Gebäudehöhe und Lärm lösen Bedenken aus


Presseartikel vom aus der Südwest Presse

Entwurfsbeschluss für die Bebauung des Schelle-Areals mit drei Gegenstimmen und drei Enthaltungen im Gemeinderat.

Die Bebauung des ehemaligen Schelle-Areals in Ehingen ist auf den Weg gebracht. Mehrheitlich hat der Ehinger Gemeinderat gestern dem Entwurfsbeschluss zugestimmt. Gegenstimmen gab es von Peter Bausenhart (CDU), Dr. Wolf Brzoska und Peter Lutz (beide Freie Wähler); Thomas Sontheimer (CDU), Dr. Christian Rak (Freie Wähler) und Julia Fischer (Junges Ehingen) enthielten sich. Wie berichtet plant das Ehinger Bauunternehmen auf dem 5260 Quadratmeter großen Grundstück zwischen Adolffstraße, Bahn, Fachmarktzentrum und Schmiech eine Neubebauung (siehe Infokasten).

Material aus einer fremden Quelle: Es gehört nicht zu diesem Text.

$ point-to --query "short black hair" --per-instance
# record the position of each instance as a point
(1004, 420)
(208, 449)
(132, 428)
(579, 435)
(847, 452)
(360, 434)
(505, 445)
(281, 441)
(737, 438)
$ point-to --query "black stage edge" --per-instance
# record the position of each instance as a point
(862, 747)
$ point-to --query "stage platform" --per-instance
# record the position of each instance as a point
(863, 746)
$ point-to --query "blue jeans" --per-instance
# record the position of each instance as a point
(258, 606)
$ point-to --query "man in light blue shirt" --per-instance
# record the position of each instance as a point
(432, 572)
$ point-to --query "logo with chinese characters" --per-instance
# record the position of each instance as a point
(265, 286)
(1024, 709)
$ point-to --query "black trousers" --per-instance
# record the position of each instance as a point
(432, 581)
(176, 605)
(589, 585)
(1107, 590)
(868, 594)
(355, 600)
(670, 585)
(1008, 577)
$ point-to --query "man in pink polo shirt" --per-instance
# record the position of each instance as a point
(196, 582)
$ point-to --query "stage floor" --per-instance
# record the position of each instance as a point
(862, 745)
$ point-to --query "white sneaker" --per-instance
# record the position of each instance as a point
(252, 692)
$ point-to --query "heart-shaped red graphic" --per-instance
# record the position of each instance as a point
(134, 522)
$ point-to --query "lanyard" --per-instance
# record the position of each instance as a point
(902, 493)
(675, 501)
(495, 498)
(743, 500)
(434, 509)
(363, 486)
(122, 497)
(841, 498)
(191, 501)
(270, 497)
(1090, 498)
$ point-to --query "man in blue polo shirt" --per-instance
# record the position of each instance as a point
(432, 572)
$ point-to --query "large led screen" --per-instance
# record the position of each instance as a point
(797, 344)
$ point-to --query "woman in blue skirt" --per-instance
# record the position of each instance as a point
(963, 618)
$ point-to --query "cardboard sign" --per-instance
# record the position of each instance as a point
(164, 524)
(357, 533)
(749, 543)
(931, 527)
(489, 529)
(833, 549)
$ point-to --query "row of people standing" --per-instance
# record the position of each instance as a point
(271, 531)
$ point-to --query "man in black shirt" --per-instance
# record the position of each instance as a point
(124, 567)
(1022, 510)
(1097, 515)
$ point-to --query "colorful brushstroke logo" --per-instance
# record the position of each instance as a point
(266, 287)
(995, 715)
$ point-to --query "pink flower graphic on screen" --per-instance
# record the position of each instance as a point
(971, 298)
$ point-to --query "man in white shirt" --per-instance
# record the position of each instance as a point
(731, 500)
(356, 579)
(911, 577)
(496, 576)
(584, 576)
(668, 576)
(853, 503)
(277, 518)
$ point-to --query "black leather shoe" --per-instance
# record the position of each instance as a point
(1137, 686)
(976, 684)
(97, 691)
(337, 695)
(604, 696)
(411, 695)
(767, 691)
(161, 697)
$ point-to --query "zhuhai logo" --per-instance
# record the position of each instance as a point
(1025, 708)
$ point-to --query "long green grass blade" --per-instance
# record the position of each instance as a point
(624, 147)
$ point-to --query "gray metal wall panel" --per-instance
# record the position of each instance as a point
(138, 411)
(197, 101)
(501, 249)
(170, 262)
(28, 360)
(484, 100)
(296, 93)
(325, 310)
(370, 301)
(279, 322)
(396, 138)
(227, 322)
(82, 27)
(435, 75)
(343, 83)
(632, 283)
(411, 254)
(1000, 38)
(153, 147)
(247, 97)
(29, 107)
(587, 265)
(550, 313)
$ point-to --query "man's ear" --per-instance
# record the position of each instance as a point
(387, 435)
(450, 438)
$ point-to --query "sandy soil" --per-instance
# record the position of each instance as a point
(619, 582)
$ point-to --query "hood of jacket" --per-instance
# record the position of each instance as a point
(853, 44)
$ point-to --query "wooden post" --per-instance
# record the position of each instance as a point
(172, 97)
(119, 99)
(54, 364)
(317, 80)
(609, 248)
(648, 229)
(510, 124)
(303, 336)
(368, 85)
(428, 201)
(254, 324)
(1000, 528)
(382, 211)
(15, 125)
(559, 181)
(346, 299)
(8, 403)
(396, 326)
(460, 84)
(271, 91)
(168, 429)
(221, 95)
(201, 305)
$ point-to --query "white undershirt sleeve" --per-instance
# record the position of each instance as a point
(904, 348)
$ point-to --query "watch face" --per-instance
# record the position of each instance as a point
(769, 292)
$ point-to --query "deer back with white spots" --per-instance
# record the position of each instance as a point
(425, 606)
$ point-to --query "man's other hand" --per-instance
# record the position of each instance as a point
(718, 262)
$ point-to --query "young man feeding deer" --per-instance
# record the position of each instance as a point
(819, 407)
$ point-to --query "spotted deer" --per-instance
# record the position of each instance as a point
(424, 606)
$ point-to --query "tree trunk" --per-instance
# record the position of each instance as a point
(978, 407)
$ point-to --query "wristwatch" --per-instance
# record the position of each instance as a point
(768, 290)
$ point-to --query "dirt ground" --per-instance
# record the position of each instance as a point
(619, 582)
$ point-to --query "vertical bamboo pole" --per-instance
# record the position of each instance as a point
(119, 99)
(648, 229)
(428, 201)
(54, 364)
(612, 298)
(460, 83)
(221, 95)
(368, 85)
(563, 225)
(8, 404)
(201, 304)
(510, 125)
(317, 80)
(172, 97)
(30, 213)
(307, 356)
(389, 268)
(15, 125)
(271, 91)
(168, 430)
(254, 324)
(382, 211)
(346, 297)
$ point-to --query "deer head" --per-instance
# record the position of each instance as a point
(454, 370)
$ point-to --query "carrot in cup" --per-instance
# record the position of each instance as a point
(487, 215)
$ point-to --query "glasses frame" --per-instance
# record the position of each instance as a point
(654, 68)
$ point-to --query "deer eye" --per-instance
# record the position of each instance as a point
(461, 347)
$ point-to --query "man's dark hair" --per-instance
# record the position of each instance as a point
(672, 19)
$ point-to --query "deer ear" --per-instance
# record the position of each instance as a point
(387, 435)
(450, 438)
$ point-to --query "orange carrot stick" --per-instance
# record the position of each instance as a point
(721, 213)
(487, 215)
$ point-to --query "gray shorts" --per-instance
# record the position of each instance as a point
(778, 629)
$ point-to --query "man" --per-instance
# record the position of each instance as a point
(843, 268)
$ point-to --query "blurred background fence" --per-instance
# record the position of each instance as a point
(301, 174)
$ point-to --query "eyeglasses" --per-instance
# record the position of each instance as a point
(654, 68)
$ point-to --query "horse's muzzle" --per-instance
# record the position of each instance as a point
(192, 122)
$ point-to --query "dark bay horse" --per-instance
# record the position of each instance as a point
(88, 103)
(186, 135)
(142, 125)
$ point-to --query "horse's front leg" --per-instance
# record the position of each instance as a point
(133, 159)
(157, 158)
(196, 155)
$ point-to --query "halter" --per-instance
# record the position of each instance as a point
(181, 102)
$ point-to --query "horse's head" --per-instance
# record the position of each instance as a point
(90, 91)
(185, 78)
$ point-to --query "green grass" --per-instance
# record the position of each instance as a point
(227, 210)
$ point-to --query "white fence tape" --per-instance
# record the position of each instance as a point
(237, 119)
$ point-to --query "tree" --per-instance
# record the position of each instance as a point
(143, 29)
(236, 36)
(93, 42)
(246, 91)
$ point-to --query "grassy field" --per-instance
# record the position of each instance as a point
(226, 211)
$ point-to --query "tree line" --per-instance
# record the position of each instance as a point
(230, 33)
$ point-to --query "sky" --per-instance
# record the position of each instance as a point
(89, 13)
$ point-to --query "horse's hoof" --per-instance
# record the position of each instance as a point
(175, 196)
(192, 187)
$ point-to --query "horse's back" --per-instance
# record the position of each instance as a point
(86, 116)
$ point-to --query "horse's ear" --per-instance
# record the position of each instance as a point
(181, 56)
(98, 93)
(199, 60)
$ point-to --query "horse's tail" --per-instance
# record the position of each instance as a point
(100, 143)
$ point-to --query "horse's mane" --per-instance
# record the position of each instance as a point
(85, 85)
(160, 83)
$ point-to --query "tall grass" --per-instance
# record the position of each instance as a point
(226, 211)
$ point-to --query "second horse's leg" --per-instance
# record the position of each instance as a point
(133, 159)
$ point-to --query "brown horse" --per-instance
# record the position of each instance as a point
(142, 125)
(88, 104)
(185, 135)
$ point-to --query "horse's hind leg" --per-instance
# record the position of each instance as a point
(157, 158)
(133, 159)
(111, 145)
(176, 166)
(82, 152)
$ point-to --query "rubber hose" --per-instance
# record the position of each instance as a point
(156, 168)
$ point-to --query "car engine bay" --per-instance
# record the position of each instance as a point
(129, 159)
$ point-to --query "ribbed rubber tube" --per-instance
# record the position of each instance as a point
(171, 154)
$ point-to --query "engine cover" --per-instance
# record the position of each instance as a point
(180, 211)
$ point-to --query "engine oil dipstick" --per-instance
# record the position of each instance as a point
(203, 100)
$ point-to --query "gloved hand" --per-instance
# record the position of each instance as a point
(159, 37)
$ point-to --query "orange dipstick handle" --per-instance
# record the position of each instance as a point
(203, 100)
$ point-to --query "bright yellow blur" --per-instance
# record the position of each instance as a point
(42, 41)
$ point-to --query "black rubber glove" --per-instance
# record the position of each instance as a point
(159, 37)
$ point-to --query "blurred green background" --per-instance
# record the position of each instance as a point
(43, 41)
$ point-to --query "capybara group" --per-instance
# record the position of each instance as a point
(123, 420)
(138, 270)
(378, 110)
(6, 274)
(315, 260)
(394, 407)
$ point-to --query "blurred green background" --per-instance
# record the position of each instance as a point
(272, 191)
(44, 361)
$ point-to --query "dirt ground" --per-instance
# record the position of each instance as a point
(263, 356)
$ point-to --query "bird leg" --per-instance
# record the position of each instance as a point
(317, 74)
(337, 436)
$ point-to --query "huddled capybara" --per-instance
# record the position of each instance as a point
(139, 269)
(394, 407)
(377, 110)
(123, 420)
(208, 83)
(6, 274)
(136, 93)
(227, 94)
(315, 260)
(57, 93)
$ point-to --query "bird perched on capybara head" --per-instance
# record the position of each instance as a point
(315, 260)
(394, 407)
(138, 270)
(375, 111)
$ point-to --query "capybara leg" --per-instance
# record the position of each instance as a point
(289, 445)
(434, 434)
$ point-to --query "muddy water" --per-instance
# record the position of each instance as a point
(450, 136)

Bedenken wegen des Lärms bei Nachtanlieferung des benachbarten Rewe-Markts äußerten Dr. Christian Rak und Peter Lutz (beide Freie Wähler). Dies werde im weiteren Verfahren geklärt, sagte Stadtbaumeister Andreas Erwerle. Rak sorgte sich auch um ein zentrumsnahes Sortiment des Handels. Er könne dem Vorhaben nicht zustimmen, sagte Peter Bausenhart (CDU); das hohe Gebäude mit neun Stockwerken wirke sich negativ auf Stadtsilhouette und das historische Stadtbild aus.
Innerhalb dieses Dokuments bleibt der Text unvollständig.